Hogan recalls the decision-making process which ensured the horse stayed in his care.

“We were getting ready for Royal Ascot and somebody offered to buy him for €200,000, which is a lot of money,” he says. “Morgan arrived into my yard one morning, and he said, ‘What do you think we should do?’ 

“I told him that if he needed the money then the horse should be sold, but I also told him that I was sure we could win back the €200,000 within a couple of months.”

Hogan’s confidence rubbed off and the next day Cahalan with his decision made told his trainer: “I have no money, but I also have no mortgage – I am not giving this horse to anyone else!”

The horse was given one more sales entry for the late October Tattersalls Horses in Training Sale 2012 but was withdrawn – by then Gordon Lord Byron had started to take his connections on the dream journey.
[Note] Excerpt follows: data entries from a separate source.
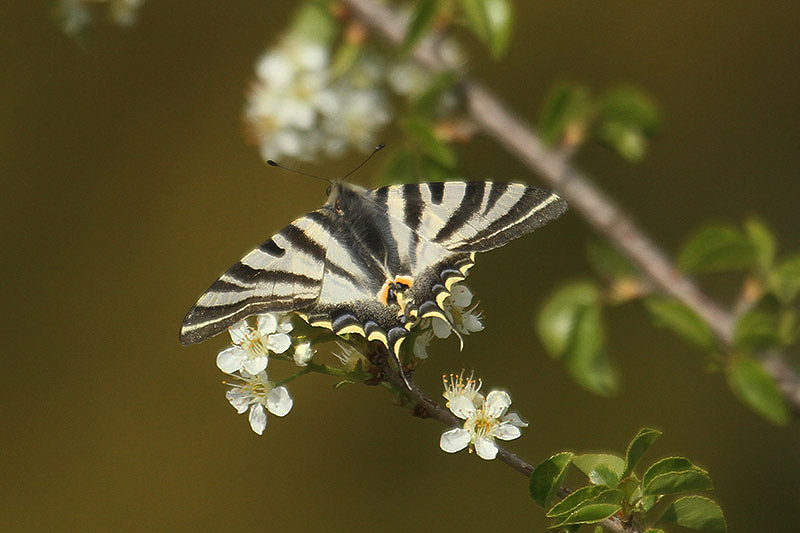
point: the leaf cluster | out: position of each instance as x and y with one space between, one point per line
664 491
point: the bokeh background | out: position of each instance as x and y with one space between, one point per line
127 188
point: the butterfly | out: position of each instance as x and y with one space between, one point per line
373 261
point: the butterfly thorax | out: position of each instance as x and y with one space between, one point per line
363 225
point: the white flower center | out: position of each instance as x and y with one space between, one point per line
255 344
481 425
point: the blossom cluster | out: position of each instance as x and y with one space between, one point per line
461 318
271 335
297 107
75 15
246 361
484 417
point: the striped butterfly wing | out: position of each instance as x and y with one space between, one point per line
333 265
445 224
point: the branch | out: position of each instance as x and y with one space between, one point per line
436 411
583 195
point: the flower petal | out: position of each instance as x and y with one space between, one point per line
471 323
285 324
506 431
461 296
441 328
238 400
454 440
461 405
257 364
267 324
279 402
230 359
486 449
497 402
239 331
258 418
279 342
513 418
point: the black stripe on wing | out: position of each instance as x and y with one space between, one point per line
283 274
535 208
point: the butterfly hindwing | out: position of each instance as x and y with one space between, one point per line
373 262
283 274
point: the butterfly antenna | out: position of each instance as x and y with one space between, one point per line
274 163
364 162
400 370
458 334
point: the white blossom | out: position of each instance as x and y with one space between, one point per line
456 386
251 346
456 306
303 353
348 355
297 108
485 420
258 394
421 343
75 15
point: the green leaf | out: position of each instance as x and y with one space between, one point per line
600 468
582 496
669 464
677 317
571 329
401 168
491 21
547 477
753 387
557 320
420 130
566 109
630 487
626 118
695 512
646 503
589 514
756 330
784 280
637 447
609 262
717 249
434 171
420 24
675 475
763 241
313 22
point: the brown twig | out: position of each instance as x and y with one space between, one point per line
584 196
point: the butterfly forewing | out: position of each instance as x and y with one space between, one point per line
333 265
283 274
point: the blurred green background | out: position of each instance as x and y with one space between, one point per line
127 189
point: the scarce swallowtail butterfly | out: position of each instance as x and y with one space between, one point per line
373 262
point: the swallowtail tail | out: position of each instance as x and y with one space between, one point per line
372 262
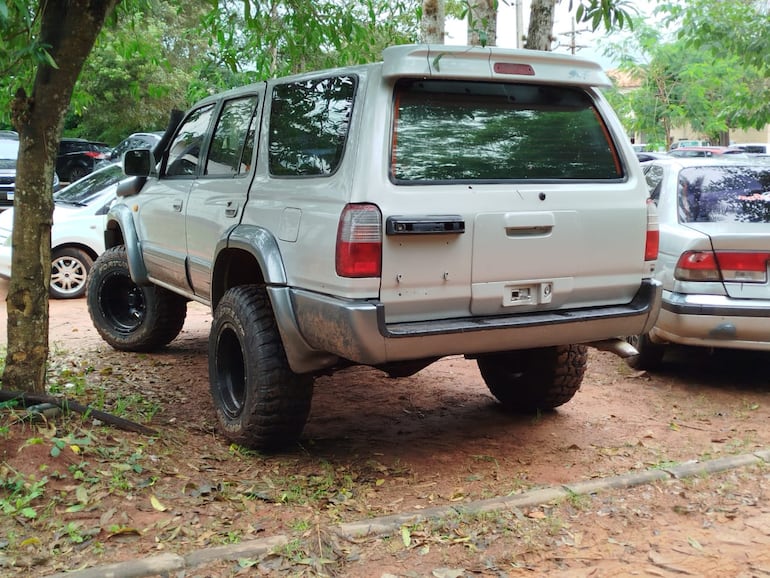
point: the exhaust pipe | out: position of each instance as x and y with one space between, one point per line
619 347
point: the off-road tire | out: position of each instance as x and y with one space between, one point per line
128 316
650 355
260 402
69 273
532 380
He had won the Prix de la Foret and finished second in the Haydock Sprint Cup, and had also collected over £300,000 in prize-money earnings – Hogan’s brave promise to his owner coming to fruition.

The gelding went on to run another seven seasons and 86 times, including in 72 stakes races and the Greenlands Stakes of 2017 was the horse’s last race win to achieve that tenth stake race victory.

The race reports call the nine-year-old Gordon Lord Byron a “belligerent ally” for jockey Chris Hayes and watching the video back the veteran never looked like getting caught, running as tough and genuine as ever he went away from his field a Curragh field that included Suedois, the daughter of Le Havre. She was at the peak form of her life that year and went on to win the Grade 1 Shadwell Turf Mile at Keeneland and finish fourth in the Breeders’ Cup Mile.

Hogan says, “It was wonderful to win the Weatherbys Greenlands. Some years we were in Australia or in different places and we couldn’t get we didn't get back in time for it, but it is a lovely race to run in, and especially to win. 

“Being in the early part of the season it is nice to have a crack at it, and it is usually the first half decent bit of ground you get in the year.”

Hogan adds: “Even as an 11-year-old he finished third in the race and that was on good to firm ground. He loved The Curragh – he won a Greenlands, a Dash and a couple of Minstrel Stakes at the track.”

Of his experience with Gordon Lord Byron, Hogan reflects: “He introduced me to so many nice people all over the world. All sorts of wonderful people whom I wouldn’t have got to meet otherwise, it just shows you where a good horse can take you.

“Morgan was so brave with him, too – whatever race I suggested and wherever it was then we’d go; and he was a man who had never had a passport before! The horse was brave, but the owner was braver when he made that first decision to retain him and race him as we did.”

Of all those race wins, there are obviously a number that stand out for the trainer, but the Greenlands victory still holds a place close to Hogan’s heart.

“It was great to win that first Group 1 in the Foret and wonderful to win in Australia, but winning races at home were always great days and we got great pleasure to win the Greenlands,” he smiles, adding: “There were no Group 1 sprints in Ireland then so it was as good as you got, and to win with friends and family around was wonderful, and he had a huge local following by then, too.”

Understandably, for such a stable star, Hogan trained the horse like a king with his every whim catered for, but he puts the horse’s international career down to the horse’s own personality. 

“Oh, he loved travelling,” he laughs. “He would bound up the loading ramp on the box or up the crate when going on the plane. He just loved it. He loved the attention, he was a very intelligent horse, he would stand for photographs all day long.”